In our article, we’ve explored the reasons why researchers are increasingly interested in data sharing, some of the barriers and challenges, and the relationship between traditional publishers and data repositories. One aspect that I found very interesting is the difference between structured and unstructured repositories and the arguments for and against their use. In the interests of full disclosure, Figshare does several things, including a data management solution for institutions; and visualization, linking and data hosting solutions for journals; all of which are built on the foundation of an unstructured repository. Having written that, I’m about to argue that the choice between the two is a false dichotomy and we need both.

What’s the difference?

Before listing the arguments, it makes sense to start by defining the terms. Put simply, structured repositories have more rules about the data that goes into them. Very often these types of repositories are intended to catalogue a specific type of data, with the aim of creating a super-data set that has been collectively gathered by many researchers in a certain field.

In many respects, this type of subject-specific, structured repository is related to the idea of industrial scale science that Timo Hannay, former Managing Director of Digital Science has discussed in the past. Traditionally, science has existed as a sort of cottage industry, in which individual labs, headed by principal investigators explored topics on their own terms. Today, disciplines like astronomy and the various -omics fields are pursuing a unified goal to answer larger questions than is possible through a single research project. This new model of industrial scale science inevitably requires standards for information interchange and so it makes sense for a repository to enforce those standards. A good example of a structured repository is the NIH’s Genbank, which is part of the International Nucleotide Sequence Database Collaboration. The NIH have published an annotated example record, so you can see how clearly the data is curated.

The advantages to having a highly curated database with enforced formats and standards are obvious. Given the volume of data that collaborations such as these generate, the data must be machine readable. The better codified the data formats are, the easier it is to write a computer program to read them and therefore, the easier it is to make use of the data.

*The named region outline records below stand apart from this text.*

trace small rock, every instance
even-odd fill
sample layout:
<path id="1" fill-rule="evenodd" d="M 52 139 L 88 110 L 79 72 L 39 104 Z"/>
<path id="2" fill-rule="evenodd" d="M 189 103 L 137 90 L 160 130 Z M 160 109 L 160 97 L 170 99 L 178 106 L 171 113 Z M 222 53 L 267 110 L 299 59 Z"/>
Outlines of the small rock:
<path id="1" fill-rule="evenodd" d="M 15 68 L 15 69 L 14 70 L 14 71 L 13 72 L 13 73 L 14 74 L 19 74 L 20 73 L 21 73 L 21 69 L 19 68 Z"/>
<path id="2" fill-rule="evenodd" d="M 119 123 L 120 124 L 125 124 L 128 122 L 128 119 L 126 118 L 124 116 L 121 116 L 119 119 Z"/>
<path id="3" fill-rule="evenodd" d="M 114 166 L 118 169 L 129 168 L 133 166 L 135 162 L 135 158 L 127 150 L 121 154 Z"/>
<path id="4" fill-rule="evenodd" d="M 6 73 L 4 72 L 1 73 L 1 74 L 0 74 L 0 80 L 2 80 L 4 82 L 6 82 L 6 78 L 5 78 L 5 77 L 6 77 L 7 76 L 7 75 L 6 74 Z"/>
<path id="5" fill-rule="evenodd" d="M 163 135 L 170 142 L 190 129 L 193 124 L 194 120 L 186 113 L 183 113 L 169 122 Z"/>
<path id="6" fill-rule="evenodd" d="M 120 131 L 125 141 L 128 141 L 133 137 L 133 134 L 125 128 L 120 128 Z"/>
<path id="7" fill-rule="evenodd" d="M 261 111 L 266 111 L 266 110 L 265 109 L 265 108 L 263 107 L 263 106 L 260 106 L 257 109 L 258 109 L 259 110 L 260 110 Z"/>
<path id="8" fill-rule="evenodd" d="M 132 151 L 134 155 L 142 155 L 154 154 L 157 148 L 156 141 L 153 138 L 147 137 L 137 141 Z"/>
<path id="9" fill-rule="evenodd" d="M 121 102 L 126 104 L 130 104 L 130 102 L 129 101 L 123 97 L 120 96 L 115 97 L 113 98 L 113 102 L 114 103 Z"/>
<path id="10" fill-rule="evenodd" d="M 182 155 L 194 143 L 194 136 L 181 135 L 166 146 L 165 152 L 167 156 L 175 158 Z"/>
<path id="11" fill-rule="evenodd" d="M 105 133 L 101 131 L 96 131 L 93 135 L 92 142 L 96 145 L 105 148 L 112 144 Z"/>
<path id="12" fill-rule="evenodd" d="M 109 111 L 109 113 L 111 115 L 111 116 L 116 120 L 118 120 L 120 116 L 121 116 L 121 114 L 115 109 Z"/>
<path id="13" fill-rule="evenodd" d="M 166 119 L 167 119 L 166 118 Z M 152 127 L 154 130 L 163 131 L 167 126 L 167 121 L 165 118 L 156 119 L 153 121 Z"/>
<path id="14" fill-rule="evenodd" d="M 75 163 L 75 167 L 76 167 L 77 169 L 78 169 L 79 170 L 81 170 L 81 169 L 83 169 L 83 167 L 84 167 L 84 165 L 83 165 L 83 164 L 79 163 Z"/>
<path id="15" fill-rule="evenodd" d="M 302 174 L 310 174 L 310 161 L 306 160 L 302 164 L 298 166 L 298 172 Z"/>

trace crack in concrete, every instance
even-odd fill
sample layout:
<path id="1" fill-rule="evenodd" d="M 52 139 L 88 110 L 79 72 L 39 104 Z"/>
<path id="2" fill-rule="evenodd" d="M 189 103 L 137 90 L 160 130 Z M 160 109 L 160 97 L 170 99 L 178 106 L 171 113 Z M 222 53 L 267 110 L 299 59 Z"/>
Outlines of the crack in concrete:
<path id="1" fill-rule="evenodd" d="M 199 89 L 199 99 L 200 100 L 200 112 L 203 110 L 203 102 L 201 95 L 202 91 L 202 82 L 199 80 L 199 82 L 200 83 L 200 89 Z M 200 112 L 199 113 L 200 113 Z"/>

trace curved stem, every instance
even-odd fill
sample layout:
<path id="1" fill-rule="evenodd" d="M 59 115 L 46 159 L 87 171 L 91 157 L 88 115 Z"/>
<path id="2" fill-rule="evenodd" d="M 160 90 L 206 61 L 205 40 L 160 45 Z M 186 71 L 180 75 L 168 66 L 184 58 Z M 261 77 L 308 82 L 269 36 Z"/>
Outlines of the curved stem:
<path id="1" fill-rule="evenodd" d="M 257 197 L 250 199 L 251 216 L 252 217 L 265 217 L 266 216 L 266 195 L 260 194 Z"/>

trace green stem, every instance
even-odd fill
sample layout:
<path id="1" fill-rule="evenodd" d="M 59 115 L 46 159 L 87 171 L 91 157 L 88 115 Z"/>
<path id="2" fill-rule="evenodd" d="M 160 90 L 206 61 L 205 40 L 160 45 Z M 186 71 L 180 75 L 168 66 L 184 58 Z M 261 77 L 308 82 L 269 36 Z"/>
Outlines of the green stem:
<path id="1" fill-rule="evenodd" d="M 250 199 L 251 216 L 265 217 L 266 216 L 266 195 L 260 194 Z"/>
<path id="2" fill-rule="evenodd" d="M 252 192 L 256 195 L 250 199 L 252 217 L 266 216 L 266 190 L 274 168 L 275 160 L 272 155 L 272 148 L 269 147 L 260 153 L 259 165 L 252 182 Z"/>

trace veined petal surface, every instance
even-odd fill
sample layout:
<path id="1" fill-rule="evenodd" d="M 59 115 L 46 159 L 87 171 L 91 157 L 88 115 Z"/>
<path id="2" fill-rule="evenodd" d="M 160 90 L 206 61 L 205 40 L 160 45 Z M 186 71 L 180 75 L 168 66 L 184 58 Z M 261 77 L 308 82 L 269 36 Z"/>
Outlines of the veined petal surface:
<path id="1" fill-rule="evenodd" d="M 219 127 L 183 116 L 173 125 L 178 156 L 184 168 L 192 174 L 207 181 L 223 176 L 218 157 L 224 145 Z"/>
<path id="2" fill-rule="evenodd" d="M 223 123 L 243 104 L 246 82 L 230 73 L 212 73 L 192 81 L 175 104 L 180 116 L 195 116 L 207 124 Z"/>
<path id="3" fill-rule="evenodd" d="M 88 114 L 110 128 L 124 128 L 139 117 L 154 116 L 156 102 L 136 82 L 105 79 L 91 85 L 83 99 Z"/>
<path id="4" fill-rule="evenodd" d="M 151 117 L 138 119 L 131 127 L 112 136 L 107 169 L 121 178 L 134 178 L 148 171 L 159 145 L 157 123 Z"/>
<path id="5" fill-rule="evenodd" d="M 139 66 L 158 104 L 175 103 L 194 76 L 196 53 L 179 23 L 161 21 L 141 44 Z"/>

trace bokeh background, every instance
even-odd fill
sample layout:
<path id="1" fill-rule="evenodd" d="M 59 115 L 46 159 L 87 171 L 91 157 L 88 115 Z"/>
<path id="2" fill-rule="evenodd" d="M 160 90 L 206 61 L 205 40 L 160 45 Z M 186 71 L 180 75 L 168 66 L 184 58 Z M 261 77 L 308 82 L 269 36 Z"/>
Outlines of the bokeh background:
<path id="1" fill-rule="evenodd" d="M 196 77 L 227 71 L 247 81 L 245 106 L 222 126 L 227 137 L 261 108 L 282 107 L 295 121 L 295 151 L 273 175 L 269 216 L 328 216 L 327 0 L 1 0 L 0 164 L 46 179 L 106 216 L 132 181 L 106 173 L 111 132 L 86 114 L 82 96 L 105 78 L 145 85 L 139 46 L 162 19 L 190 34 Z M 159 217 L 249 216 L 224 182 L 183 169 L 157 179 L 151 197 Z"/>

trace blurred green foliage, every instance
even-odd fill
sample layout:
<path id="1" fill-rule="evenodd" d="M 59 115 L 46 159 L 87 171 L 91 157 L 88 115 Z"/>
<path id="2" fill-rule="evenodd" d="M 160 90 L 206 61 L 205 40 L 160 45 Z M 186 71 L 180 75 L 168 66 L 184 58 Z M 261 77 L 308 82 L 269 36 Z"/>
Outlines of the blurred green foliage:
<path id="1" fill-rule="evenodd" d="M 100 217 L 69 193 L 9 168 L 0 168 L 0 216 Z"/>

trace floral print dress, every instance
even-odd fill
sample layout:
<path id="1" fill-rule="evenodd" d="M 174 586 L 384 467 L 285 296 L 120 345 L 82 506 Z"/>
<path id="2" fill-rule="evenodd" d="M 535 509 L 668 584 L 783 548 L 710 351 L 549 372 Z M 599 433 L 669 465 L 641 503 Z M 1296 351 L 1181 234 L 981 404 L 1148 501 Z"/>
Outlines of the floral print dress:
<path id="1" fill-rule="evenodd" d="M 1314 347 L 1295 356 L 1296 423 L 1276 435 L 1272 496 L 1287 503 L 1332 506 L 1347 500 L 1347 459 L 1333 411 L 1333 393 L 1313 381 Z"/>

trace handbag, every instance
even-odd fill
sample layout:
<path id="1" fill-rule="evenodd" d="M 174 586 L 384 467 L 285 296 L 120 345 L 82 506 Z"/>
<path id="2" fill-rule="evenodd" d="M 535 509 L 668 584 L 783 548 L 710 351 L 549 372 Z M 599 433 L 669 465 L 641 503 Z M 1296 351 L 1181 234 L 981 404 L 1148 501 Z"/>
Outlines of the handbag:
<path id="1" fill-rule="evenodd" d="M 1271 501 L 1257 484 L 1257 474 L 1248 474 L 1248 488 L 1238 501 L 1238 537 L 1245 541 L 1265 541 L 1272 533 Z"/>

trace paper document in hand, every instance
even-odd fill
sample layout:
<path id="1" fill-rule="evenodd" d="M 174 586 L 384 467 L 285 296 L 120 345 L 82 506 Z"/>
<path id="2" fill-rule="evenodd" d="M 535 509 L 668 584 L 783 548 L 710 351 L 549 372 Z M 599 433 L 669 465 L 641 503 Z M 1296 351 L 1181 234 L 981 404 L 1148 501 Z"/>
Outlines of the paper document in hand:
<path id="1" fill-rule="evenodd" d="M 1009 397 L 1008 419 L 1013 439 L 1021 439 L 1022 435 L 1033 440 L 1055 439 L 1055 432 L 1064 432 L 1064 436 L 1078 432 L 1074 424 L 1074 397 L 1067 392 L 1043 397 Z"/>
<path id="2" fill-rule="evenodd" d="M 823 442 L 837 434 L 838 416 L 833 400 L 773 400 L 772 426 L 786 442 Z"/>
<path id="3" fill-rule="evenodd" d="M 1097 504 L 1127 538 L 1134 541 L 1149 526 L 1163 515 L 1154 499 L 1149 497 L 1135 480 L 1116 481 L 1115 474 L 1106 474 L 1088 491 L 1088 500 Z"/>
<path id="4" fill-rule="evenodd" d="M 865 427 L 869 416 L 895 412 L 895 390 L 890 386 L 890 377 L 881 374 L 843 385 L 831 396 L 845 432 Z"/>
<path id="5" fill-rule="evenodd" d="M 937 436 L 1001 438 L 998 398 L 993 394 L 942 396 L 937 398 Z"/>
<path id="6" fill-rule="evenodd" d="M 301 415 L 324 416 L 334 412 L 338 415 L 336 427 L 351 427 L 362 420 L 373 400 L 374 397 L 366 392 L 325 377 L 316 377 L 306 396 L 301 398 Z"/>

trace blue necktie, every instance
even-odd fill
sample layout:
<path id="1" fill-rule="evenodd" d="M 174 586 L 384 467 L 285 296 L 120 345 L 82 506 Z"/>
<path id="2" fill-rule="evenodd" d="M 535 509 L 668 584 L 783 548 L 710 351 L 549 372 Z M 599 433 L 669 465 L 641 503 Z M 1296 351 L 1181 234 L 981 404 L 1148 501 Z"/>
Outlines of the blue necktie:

Unstructured repositories are very different. In this type of data solution, the format of data has no restrictions and is not necessarily curated. In a sense, these types of solutions consider data in different ways to their structured counterparts, arguably with a different implicit definition of what data is. There are many different definitions of data, but one idea is that it is any digital product of scholarly research. This could mean anything from a video recording of ballet performance to a spreadsheet of numbers to a computer program.

Essentially, if structured repositories provide a place for data that is part of industrial scale scientific collaborations, unstructured repositories are where everything else goes.

When Unstructured Becomes Structured

Data scientists and many publishers working in the field of data and data linking strongly advocate the use of structured repositories where appropriate. Nature’s Scientific Data, which Figshare has partnered with, is a good example. As Andrew Hufton, Managing Editor at Scientific Data, said to me a few months ago.

‘We would like authors to put their data in the most appropriate place for that data’.

Tellingly, however, the repository most used by authors is Figshare (~30%), with most authors using some form of unstructured repository, whether that be an institutional one or a third party (like Figshare or Dryad). This illustrates that most authors don’t have data that conforms to an existing standard.

Over time, more and more data standards (and associated structured repositories) are emerging. The Registry of Research Data Repositories and BioSharing both maintain lists of several hundred. As techniques mature and the need to create a standard becomes apparent, professional societies and other communities such as the Open Microscopy Project and Research Data Alliance work to create standards, which then enables information and data to be more readily stored with a consistent structure and more easily reused.

Where Will The Balance Lie?

Data sharing is still a growing area of scholarly communication. Over time, it is likely that more data types will become codified with appropriate structured repositories. On the other hand, it is the nature of academic endeavour that researchers do new things. It takes a long time for any new technique to be widely adopted as a gold standard and even longer for a standard to be agreed on. Very often, the data that researchers are gathering is of a unique type, specific to the work that they are doing. Nobody knows just how much unstructured data is generated in the countless labs and offices around the world. Much of this data sits on computers under desks or on dropbox – undoubtedly, there’s a lot.

With funders and institutions increasingly asking for data to be available for review and reuse, it’s clear that all researchers need appropriate data sharing solutions and so both types of repositories are needed.